Jumlah jemaah haji asal Indonesia yang wafat terus bertambah di masa setelah Armuzna (Arafah, Muzdalifah, Mina). Bahkan jumlahnya merupakan yang terbanyak dalam periode yang sama dibanding tahun sebelumnya.
Menurut data Sistem Komputerisasi Haji Terpadu (Siskohat) per Selasa (20/8) jumlah jemaah haji yang wafat mencapai 273 orang. Sebagian besar adalah jemaah lansia dengan berbagai penyakit, seperti jantung atau paru.
Kepala Panitia Penyelenggara Ibadah Haji (PPIH) Daerah Kerja Madinah Akhmad Jauhari mengatakan grafik kematian jemaah saat ini trennya naik dibanding tahun sebelumnya. "Oleh karenanya ini menjadi perhatian kita," kata Jauhari kepada tim Media Center Haji.
Berdasarkan data 5 tahun ke belakang pada periode yang sama, angka wafat 2019 merupakan ketiga terbesar. Untuk periode ini, jumlah wafat terbanyak terjadi pada 2015 dengan 476 orang, disusul 2017 dengan 432 orang, lalu tahun 2019.

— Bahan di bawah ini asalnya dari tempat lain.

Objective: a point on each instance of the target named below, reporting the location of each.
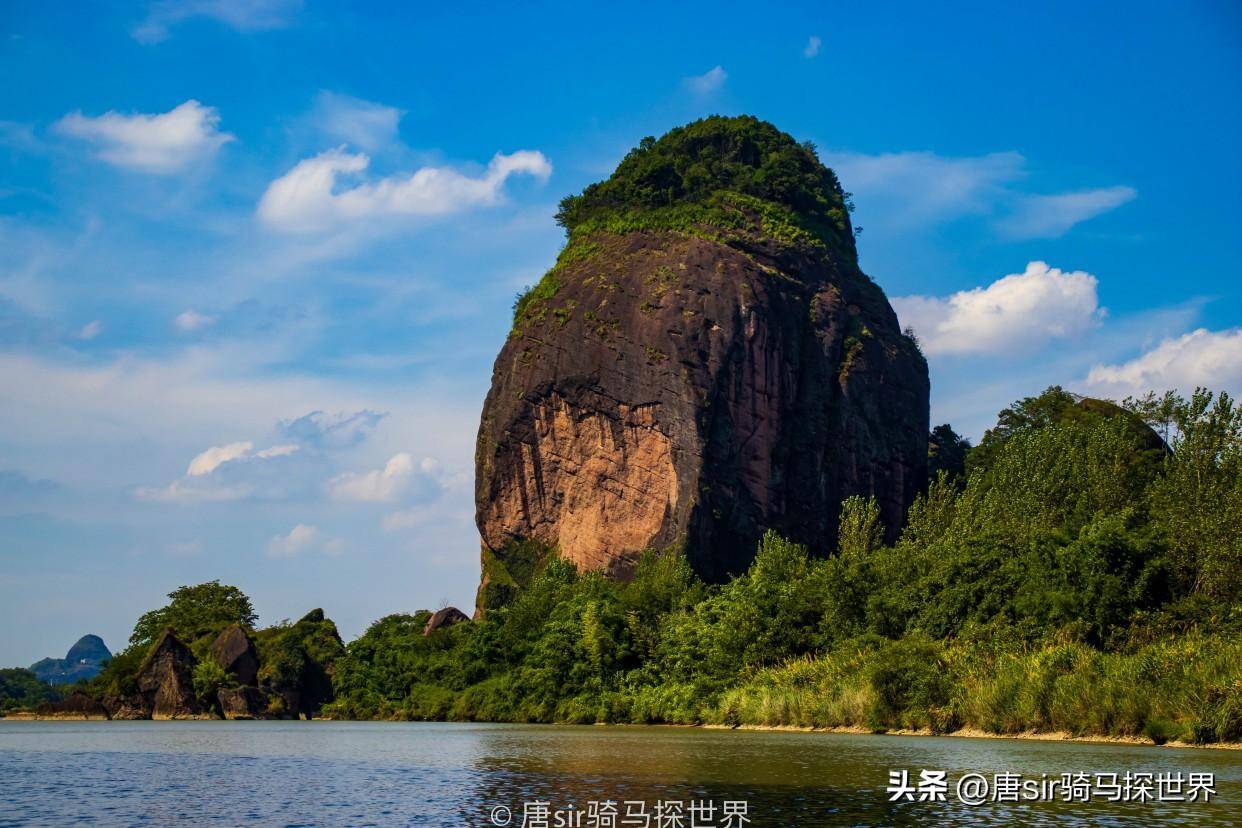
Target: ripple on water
(368, 774)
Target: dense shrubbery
(1081, 579)
(20, 688)
(293, 657)
(728, 179)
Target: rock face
(446, 617)
(698, 382)
(242, 703)
(167, 679)
(85, 661)
(235, 652)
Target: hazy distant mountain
(83, 661)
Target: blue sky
(256, 258)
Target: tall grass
(1186, 689)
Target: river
(384, 774)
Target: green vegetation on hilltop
(727, 179)
(1063, 586)
(294, 657)
(697, 173)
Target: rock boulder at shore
(704, 361)
(167, 679)
(235, 652)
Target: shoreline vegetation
(1078, 572)
(964, 733)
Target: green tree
(947, 452)
(1197, 500)
(861, 529)
(194, 612)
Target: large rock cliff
(704, 361)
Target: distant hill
(83, 661)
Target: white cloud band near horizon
(1017, 310)
(1199, 359)
(159, 144)
(306, 199)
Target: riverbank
(974, 733)
(963, 733)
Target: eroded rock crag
(704, 363)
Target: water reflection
(355, 774)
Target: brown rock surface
(235, 652)
(446, 617)
(678, 386)
(242, 703)
(167, 679)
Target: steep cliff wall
(704, 361)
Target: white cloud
(299, 539)
(206, 479)
(707, 83)
(191, 320)
(1047, 216)
(303, 200)
(1201, 358)
(1019, 310)
(379, 486)
(360, 123)
(150, 143)
(276, 451)
(242, 15)
(216, 456)
(340, 430)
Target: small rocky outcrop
(242, 703)
(76, 705)
(165, 679)
(235, 653)
(441, 618)
(85, 661)
(704, 361)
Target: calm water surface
(381, 774)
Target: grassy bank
(1185, 689)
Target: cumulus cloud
(242, 15)
(214, 457)
(150, 143)
(1047, 216)
(222, 473)
(1201, 358)
(379, 486)
(1019, 310)
(303, 538)
(191, 320)
(919, 188)
(709, 82)
(359, 123)
(304, 199)
(340, 430)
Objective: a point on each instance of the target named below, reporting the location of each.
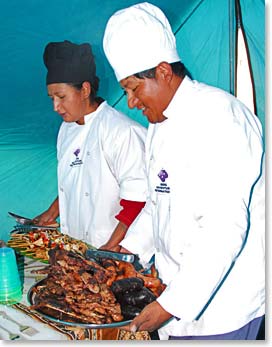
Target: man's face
(147, 94)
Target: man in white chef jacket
(204, 218)
(101, 169)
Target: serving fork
(11, 335)
(21, 327)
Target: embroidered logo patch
(162, 187)
(77, 161)
(163, 175)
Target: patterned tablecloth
(18, 322)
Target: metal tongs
(94, 254)
(29, 224)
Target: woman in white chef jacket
(101, 176)
(204, 216)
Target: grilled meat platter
(82, 291)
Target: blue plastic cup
(10, 284)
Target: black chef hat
(68, 62)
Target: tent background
(28, 129)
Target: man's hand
(150, 319)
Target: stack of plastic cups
(10, 284)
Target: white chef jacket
(202, 162)
(99, 163)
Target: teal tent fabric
(205, 33)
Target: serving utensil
(12, 336)
(21, 327)
(128, 257)
(24, 221)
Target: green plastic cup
(10, 284)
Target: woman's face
(68, 102)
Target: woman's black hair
(94, 87)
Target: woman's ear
(164, 71)
(86, 89)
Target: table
(36, 327)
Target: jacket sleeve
(210, 211)
(130, 211)
(139, 237)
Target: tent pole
(232, 50)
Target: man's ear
(86, 89)
(164, 71)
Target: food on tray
(84, 291)
(37, 243)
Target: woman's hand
(151, 318)
(50, 215)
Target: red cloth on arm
(130, 211)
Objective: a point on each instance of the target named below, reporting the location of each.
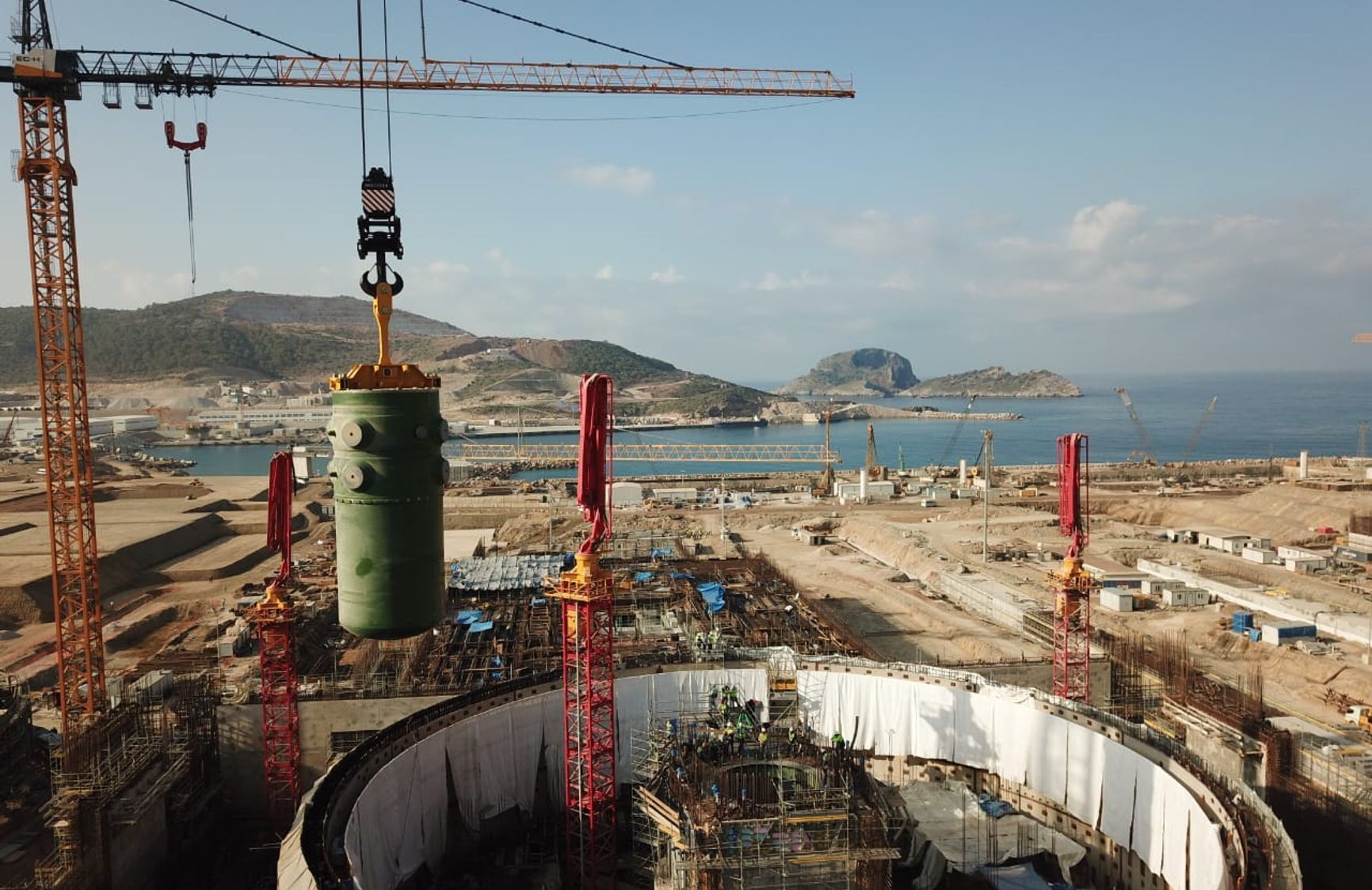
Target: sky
(1081, 187)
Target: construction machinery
(1146, 451)
(275, 618)
(47, 77)
(1195, 436)
(936, 470)
(185, 147)
(1072, 583)
(589, 656)
(676, 453)
(875, 470)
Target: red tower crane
(589, 657)
(276, 649)
(46, 78)
(1072, 586)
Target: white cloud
(440, 275)
(1094, 228)
(612, 177)
(133, 286)
(502, 264)
(667, 276)
(772, 281)
(240, 279)
(899, 281)
(875, 232)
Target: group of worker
(708, 642)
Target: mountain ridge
(247, 335)
(998, 383)
(867, 371)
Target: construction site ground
(875, 543)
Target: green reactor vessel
(389, 476)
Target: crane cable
(189, 215)
(386, 54)
(574, 35)
(361, 86)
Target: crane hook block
(200, 132)
(369, 287)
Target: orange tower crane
(1072, 584)
(589, 657)
(276, 652)
(46, 78)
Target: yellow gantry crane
(47, 77)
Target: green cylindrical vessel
(389, 476)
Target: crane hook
(369, 287)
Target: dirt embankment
(1283, 513)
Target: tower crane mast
(1072, 584)
(1149, 455)
(1199, 429)
(589, 656)
(47, 77)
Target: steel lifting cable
(361, 86)
(386, 54)
(189, 215)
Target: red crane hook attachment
(200, 132)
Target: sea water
(1259, 414)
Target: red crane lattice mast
(589, 657)
(276, 641)
(1072, 586)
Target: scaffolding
(159, 745)
(776, 812)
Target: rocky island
(869, 372)
(998, 383)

"Faktornya banyak, salah satunya persentase jumlah jemaah risti yang banyak. Kedua faktor cuaca juga mempengaruhi. Bagaimanapun ketika jemaah melaksanakan aktivitas di luar dengan kondisi cuaca yang cukup panas, sangat berdampak pada kondisinya," kata Jauhari.
Sebanyak 63 persen dari 214 ribu jemaah haji reguler masuk kategori risti atau risiko tinggi karena usia lanjut. Hal ini diperparah dengan cuaca panas ekstrem yang mendera Makkah dan Madinah pada tahun ini. Suhu rata-rata di dua kota suci tersebut mencapai lebih dari 40 derajat Celcius.
Beberapa prosesi haji membutuhkan fisik yang prima, seperti tawaf, sa'i, dan melontar jumrah. Saat ini prosesi haji telah rampung, jemaah gelombang pertama mulai dipulangkan ke tanah air. Sementara jemaah gelombang kedua akan mengunjungi Madinah.
Jauhari mengimbau jemaah yang akan ke Madinah untuk banyak-banyak istirahat memulihkan tenaga setelah lelah pada masa Armuzna (Arafah, Muzdalifah, Mina).
"Kalau ingin melakukan aktivitas, hanya sifatnya yang penting saja, seperti Arbain, kemudian ziarah di sekitar kota Madinah. Setelah itu diharapkan jemaah lebih banyak beristirahat di hotel sehingga tidak banyak menguras tenaga," kata Jauhari.